DNA and RNA topoisomerase activities of Top3β are promoted by mediator protein Tudor domain-containing protein 3

Topoisomerase 3 beta (Top3 beta) can associate with the mediator protein Tudor domain-containing protein 3 (TDRD3) to participate in two gene expression processes of transcription and translation. Despite the apparent importance of TDRD3 in binding with Top3 beta and directing it to cellular compartments critical for gene expression, the biochemical mechanism of how TDRD3 can affect the functions of Top3 beta is not known. We report here sensitive biochemical assays for the activities of Top3 beta on DNA and RNA substrates in resolving topological entanglements and for the analysis of TDRD3 functions. TDRD3 stimulates the relaxation activity of Top3 beta on hypernegatively supercoiled DNA and changes the reaction from a distributive to a processive mode. Both supercoil retention assays and binding measurement by fluorescence anisotropy reveal a heretofore unknown preference for binding single-stranded nucleic acids over duplex.
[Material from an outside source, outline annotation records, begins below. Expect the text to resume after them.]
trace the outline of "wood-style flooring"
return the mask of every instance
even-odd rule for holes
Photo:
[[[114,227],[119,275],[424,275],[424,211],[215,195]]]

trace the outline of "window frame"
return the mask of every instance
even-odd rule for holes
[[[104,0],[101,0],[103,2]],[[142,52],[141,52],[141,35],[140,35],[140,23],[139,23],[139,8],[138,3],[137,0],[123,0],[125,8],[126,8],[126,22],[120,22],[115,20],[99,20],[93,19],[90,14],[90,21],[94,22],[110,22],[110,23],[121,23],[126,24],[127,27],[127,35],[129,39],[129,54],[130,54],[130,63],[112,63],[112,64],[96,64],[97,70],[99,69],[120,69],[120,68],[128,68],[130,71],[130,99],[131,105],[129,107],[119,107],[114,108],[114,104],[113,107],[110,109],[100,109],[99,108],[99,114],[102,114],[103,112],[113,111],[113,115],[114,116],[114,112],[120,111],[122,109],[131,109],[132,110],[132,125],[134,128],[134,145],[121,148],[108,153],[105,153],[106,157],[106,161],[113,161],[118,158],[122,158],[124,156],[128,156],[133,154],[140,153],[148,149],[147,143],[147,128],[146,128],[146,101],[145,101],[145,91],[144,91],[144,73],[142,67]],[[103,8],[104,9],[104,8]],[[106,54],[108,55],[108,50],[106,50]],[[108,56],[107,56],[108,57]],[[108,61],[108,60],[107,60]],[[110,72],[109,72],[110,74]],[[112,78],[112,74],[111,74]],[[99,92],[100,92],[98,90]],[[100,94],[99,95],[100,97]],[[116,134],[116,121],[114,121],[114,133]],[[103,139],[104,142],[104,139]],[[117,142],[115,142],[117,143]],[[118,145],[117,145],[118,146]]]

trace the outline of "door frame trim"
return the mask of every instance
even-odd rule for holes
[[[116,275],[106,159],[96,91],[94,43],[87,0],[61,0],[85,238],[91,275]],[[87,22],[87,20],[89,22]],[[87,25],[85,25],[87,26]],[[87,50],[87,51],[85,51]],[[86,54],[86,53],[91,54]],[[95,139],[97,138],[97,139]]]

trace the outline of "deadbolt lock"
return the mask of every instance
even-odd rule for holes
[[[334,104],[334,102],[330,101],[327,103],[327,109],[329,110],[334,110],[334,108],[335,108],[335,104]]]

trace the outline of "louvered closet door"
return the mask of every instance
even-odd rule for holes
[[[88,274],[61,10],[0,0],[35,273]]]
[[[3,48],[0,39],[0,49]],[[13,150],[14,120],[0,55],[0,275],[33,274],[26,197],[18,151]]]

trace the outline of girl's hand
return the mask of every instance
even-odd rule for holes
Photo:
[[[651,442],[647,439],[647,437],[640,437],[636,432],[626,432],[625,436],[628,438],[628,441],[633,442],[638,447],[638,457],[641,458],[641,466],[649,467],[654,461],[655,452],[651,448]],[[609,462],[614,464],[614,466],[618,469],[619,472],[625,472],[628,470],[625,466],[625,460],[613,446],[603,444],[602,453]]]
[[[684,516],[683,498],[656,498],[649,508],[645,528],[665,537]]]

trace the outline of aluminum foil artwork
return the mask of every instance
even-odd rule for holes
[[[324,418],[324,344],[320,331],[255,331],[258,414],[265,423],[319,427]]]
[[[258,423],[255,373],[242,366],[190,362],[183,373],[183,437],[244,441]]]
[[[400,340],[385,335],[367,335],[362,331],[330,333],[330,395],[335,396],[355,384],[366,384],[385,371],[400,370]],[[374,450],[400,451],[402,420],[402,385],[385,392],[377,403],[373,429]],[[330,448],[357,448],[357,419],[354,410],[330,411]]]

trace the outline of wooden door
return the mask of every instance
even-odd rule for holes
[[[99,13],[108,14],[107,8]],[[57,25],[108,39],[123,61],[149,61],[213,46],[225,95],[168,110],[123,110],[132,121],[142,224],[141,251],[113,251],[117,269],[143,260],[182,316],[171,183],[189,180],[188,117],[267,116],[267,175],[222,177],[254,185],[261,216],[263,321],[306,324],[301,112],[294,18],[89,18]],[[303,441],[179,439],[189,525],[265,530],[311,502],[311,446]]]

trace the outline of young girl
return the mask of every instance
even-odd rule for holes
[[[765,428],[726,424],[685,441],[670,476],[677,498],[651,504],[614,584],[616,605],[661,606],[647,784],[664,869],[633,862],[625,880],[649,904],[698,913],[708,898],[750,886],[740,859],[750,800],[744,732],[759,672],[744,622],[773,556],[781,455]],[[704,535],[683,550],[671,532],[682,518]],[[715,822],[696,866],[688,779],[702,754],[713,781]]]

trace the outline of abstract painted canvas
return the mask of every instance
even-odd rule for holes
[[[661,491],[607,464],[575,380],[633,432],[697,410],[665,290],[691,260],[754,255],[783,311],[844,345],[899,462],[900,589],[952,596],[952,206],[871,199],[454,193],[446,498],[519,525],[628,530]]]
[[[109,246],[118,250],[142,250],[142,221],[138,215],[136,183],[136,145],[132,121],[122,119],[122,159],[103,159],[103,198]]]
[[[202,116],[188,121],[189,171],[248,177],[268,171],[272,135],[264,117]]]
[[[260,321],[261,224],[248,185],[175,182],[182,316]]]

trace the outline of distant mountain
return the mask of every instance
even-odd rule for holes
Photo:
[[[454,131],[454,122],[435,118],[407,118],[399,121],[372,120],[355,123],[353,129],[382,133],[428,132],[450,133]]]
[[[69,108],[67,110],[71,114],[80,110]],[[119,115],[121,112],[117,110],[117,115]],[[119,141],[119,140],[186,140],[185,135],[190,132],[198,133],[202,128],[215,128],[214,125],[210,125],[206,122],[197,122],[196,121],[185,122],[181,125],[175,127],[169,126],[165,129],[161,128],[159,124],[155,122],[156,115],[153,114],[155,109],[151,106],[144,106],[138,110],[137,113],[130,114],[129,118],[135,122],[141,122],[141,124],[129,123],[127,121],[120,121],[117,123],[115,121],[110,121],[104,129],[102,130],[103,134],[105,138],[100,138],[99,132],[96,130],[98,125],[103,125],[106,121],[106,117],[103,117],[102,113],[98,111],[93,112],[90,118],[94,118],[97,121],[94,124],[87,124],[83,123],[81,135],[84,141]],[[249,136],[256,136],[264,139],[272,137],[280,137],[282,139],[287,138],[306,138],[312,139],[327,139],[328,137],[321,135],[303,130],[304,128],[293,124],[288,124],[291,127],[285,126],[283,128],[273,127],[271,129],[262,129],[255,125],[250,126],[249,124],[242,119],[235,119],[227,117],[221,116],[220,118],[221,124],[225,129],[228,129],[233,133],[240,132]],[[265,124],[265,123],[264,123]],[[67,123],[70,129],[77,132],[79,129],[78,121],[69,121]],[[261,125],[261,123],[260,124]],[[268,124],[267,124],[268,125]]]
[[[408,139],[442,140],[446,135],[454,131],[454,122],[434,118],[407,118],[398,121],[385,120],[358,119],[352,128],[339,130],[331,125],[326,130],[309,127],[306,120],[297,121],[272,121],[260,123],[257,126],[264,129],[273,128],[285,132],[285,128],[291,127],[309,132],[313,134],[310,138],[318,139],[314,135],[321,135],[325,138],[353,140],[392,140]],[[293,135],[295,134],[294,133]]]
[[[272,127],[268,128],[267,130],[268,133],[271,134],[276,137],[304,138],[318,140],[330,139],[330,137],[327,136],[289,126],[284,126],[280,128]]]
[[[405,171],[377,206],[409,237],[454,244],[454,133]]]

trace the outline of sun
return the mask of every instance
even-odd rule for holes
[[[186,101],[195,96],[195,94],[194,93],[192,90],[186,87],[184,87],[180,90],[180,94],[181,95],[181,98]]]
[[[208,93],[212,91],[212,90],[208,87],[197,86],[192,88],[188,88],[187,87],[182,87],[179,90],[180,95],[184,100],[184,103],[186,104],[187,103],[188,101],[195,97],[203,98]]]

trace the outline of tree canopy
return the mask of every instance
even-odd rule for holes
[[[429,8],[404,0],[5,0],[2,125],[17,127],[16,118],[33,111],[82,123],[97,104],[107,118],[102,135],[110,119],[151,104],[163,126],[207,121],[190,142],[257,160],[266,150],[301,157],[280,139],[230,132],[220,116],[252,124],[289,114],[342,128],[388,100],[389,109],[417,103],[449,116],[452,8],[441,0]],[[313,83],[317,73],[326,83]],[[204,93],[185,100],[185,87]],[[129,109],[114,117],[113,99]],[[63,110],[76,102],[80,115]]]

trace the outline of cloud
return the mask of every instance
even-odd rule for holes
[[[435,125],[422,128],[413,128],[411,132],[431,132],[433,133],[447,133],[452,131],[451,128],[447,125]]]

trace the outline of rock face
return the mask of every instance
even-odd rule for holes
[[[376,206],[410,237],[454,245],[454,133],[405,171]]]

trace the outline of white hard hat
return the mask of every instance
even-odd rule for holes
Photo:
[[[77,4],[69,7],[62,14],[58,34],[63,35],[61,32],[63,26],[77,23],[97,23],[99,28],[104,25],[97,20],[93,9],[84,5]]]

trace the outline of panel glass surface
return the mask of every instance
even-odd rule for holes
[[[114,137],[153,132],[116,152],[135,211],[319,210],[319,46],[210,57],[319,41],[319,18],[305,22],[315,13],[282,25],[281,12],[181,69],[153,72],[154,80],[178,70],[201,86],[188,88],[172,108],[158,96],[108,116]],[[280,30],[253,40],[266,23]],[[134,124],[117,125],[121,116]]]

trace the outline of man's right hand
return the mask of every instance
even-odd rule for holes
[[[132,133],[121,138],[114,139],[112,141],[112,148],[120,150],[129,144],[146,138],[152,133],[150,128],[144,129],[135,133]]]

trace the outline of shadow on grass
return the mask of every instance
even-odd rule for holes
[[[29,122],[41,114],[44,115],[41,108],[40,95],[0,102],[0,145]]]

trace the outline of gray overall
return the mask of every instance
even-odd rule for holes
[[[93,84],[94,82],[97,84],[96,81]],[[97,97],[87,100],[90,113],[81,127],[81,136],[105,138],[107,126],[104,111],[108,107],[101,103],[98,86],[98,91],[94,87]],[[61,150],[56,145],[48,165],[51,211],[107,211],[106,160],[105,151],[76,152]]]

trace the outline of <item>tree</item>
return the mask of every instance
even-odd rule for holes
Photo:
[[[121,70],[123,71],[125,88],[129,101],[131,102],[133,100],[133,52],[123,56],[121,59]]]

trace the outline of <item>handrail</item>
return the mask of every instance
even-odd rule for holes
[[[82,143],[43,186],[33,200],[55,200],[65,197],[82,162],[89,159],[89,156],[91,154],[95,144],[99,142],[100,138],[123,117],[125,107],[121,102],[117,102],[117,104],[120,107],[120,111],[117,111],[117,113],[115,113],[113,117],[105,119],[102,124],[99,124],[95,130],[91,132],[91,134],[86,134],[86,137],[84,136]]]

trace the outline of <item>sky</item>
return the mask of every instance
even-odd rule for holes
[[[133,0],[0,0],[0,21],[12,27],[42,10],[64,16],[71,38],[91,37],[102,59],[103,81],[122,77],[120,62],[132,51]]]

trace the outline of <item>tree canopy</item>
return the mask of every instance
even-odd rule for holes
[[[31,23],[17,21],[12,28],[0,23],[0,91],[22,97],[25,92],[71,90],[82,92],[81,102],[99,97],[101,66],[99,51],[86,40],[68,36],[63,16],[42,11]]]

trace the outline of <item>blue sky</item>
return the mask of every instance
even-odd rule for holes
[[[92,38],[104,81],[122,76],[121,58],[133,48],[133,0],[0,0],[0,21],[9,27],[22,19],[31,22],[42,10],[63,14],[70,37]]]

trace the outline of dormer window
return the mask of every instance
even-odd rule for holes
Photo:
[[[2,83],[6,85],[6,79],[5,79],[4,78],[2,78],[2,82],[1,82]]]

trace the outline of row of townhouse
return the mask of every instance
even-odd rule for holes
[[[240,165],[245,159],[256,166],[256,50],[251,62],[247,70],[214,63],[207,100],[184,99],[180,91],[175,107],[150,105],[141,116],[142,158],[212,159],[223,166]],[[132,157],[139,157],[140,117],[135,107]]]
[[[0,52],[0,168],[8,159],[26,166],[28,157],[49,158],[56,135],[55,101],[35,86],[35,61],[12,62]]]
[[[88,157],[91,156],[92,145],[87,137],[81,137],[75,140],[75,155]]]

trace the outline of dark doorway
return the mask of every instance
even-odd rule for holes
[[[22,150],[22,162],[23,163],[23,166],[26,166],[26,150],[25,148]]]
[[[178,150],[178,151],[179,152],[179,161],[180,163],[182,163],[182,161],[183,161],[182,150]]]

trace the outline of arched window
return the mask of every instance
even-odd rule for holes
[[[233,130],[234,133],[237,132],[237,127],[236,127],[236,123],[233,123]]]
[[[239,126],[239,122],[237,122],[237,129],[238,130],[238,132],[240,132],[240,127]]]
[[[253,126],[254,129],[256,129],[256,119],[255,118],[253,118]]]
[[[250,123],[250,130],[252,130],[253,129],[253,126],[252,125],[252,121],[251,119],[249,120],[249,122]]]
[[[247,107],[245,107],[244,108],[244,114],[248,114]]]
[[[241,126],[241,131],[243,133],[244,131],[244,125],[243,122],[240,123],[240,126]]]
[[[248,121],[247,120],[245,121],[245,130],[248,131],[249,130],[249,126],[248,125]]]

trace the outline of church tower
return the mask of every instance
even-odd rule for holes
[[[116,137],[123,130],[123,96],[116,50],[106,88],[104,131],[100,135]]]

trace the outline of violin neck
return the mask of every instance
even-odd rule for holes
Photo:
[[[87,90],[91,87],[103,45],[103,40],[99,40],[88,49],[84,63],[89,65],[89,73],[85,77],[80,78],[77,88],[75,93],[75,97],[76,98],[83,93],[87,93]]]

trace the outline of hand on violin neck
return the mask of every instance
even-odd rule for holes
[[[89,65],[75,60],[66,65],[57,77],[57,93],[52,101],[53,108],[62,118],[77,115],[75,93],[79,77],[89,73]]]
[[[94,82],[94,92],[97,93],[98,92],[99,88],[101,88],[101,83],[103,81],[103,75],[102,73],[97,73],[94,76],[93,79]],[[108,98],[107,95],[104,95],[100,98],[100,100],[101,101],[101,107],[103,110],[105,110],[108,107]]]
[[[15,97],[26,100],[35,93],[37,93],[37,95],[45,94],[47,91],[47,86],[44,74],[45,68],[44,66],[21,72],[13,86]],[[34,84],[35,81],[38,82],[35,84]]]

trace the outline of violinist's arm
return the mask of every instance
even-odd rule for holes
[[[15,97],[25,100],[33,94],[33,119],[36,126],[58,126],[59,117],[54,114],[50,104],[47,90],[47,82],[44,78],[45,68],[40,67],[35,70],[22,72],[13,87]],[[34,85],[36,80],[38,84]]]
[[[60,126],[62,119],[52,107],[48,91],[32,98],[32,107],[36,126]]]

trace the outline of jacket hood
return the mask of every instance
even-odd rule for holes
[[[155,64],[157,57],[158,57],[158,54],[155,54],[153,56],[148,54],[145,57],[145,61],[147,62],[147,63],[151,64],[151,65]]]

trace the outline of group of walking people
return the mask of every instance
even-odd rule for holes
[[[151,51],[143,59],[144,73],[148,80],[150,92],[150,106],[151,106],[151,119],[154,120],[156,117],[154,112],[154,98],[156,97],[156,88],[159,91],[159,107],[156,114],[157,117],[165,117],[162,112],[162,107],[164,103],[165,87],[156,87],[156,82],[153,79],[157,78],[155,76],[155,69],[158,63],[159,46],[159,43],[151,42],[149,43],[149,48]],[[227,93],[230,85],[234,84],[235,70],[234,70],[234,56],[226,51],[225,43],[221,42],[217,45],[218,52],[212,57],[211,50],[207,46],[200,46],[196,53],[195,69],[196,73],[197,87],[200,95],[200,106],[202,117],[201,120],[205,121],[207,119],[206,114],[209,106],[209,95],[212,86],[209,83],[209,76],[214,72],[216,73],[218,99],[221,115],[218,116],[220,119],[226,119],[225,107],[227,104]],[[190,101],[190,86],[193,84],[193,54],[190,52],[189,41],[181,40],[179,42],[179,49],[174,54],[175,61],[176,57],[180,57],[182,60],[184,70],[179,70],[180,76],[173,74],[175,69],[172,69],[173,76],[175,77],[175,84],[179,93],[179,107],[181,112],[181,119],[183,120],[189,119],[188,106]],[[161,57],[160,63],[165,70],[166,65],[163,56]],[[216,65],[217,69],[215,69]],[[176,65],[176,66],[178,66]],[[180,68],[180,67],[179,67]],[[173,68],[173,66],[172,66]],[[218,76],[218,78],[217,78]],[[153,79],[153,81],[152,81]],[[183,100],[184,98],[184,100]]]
Whereas TDRD3 has a structure-specific binding preference, it does not discriminate between DNA and RNA. This unique property for binding with nucleic acids can have an important function in serving as a hub to form nucleoprotein complexes on DNA and RNA. To gain insight into the roles of Top3 beta on RNA metabolism, we designed an assay by annealing two single-stranded RNA circles with complementary sequences. Top3 beta is capable of converting two such single-stranded RNA circles into a double-stranded RNA circle, and this strand-annealing activity is enhanced by TDRD3. These results demonstrate that TDRD3 can enhance the biochemical activities of Top3 beta on both DNA and RNA substrates, in addition to its function of targeting Top3 beta to critical sites in subcellular compartments.